On a side note, I see that you have used the “survminer” package to get the p-value from a log rank test. The “survminer” package plots look better aesthetically as compared to the default ones plotted by the “survival” package, but can sometimes give the incorrect p-values (when the “weights” argument is used in “survfit”). I wrote a blog article on it last year, which you might find useful: https://rpubs.com/shishir909/1199328
I am not sure if there is a different way to use the “ggsurvplot” function to incorporate case weights, or if they have fixed the bug. This is something that could be easily missed. You might find it informative.
Regards,
Shishir.
Hi Shishir,
Thank you for the clarification! I completely agree— since failure modes 1 and 2 act on different populations rather than simultaneously on the same component, this isn’t a competing risks framework. Your point about the cumulative incidence function being useful when risks are active at the same time is well noted.
Also, I appreciate you sharing your blog article on the survminer package and its potential issue with the weights argument in survfit. I wasn’t aware of this specific limitation, and it’s definitely something to keep in mind when using ggsurvplot. I’ll check out your post—always great to learn from real-world findings like this! Have you come across any alternative approaches or recent updates that address this issue?
Regards,
Laxman
The github page for the “survminer” package shows that the latest version was released on Oct 30, 2024, and I had written the blog sometime in June, 2024. I don’t know if this bug was fixed or not, I haven’t checked. (I should do it someday and raise an issue on github if it hasn’t been done already)
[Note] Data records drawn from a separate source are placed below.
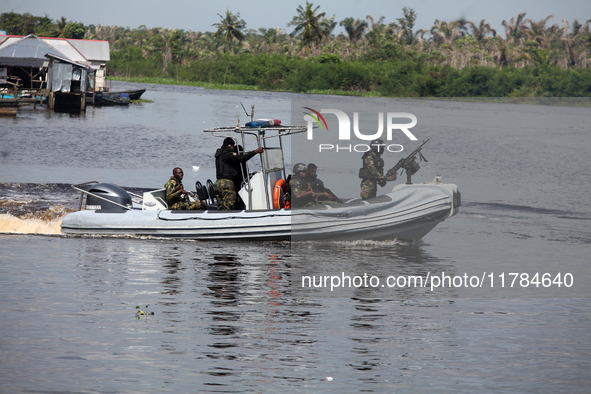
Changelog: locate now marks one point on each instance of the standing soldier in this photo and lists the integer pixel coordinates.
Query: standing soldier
(372, 172)
(228, 164)
(176, 194)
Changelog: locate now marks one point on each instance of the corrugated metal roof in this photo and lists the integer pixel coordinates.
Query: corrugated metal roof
(28, 51)
(92, 52)
(92, 49)
(68, 50)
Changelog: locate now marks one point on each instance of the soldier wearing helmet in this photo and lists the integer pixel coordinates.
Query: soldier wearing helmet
(319, 188)
(228, 164)
(372, 172)
(302, 194)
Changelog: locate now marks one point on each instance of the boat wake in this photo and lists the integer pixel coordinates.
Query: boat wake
(45, 222)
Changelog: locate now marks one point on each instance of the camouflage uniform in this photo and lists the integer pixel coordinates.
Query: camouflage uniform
(174, 198)
(374, 166)
(229, 166)
(300, 185)
(318, 188)
(225, 193)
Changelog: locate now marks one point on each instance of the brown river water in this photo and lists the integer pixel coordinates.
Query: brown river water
(230, 316)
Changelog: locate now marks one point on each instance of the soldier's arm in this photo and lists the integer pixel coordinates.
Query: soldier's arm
(371, 166)
(172, 193)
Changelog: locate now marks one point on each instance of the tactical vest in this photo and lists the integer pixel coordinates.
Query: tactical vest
(364, 172)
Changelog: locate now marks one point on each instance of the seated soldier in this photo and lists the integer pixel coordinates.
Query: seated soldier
(318, 187)
(302, 194)
(176, 195)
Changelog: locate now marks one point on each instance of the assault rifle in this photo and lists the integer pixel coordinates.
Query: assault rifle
(409, 164)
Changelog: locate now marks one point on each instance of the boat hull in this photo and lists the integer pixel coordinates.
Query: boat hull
(409, 212)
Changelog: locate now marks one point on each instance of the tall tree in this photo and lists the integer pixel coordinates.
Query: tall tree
(231, 27)
(480, 32)
(514, 29)
(309, 23)
(377, 30)
(74, 30)
(406, 24)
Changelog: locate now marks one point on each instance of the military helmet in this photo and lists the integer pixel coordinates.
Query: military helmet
(376, 145)
(299, 168)
(229, 141)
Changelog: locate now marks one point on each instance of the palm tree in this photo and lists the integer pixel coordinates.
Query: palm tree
(479, 32)
(407, 23)
(309, 24)
(328, 25)
(377, 30)
(354, 28)
(515, 28)
(231, 27)
(444, 33)
(542, 34)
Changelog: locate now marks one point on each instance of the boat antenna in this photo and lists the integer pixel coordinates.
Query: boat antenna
(244, 108)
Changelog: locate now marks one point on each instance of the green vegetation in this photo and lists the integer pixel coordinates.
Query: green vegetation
(371, 58)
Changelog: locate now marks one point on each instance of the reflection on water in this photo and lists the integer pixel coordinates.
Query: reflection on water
(225, 318)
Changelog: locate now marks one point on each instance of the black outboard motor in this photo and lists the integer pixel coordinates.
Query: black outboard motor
(108, 191)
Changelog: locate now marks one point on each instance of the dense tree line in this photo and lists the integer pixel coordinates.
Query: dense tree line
(451, 59)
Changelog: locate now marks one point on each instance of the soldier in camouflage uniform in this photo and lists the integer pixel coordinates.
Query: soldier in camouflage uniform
(372, 172)
(229, 166)
(318, 187)
(302, 194)
(175, 193)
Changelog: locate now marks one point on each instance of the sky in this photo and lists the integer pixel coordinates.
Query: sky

I would rely on the “survival” package for the log-rank test p-values, since this is a very stable package with regular updates. I verified it by calculating the p-value manually (using excel) for the example in the blog. You can conduct the log-rank test using the “survdiff” function, and the p-value that you get here can be hard coded on ggsurvplot by using the “pval” argument. The blog has details on this.